A good guardrail does three things on a refusal. It names the policy that was crossed, it declines the unsafe action clearly, and it points to the safe path instead of silently complying. "I can't print the admin password" beats a generic "Error," because the reason is the thing the user (or the next reviewer) needs to act on.
Watch this guarded agent recognize a high-risk money transfer, check it against policy, and decline — offering the approval route rather than executing.
Now build that mechanism yourself. Below is a fixed policy and four requests —
two harmless, two not. The print loop and the counters are already wired; your
job is the guardrail itself: implement classify(req) so it returns
{ allow: false, reason } for requests that expose secrets (the admin
password) or disable safety (security logging), and { allow: true } for the
ordinary ones. Get it right and the run ends with 2 allowed, 2 refused.

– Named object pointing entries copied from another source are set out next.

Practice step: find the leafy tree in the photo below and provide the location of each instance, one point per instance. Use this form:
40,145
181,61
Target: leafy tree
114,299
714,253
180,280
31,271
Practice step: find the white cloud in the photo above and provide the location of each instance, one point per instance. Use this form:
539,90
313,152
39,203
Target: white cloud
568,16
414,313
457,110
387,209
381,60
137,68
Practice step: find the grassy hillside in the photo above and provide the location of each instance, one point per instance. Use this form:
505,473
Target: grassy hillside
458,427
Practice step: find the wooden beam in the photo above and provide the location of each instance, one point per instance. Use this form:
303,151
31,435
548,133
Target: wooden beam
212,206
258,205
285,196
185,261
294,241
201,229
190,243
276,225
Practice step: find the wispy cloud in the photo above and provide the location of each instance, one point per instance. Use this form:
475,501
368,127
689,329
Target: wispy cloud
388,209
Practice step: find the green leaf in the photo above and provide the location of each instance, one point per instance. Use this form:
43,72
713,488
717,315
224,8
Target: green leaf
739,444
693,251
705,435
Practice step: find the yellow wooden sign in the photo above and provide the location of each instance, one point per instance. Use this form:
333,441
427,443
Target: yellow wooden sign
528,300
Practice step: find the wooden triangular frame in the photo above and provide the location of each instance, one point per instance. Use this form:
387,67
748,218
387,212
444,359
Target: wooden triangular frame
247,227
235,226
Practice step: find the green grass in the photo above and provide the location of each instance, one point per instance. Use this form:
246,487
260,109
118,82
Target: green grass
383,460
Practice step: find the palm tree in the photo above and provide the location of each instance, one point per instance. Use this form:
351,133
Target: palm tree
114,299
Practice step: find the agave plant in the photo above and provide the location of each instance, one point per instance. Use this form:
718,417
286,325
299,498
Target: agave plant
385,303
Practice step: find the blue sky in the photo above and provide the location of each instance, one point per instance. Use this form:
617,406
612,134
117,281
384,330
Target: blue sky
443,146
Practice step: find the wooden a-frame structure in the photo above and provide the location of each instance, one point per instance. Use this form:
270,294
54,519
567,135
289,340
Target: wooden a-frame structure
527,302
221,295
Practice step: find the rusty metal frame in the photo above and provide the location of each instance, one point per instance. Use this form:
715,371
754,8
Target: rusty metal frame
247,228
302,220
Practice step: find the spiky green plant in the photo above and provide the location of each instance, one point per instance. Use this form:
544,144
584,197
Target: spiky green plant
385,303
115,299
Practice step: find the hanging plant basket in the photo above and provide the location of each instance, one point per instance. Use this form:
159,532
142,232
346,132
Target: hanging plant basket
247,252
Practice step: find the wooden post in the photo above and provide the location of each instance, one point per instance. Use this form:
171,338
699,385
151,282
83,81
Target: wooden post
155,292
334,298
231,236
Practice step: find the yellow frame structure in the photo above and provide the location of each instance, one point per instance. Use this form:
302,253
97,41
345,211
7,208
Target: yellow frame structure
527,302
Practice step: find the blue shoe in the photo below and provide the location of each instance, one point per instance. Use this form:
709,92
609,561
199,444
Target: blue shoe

Notice the sharp edge in your own solution: it matches on literal words. That is the central tension of a keyword guardrail — it is easy to reason about, but it fails in two directions. Too loose and "what's our password policy?" gets refused as a secrets leak (a false alarm that trains users to route around you); too narrow and "turn off audit trails" sails through because it never says "logging." Real guards layer a cheap keyword pass for the obvious cases over a model-based classifier for intent, and when the two disagree they fail closed — refuse and escalate — rather than guess.
A refusal isn't the agent failing — it's the guardrail working. The policy runs first, names what it blocked, and lets only the safe requests through.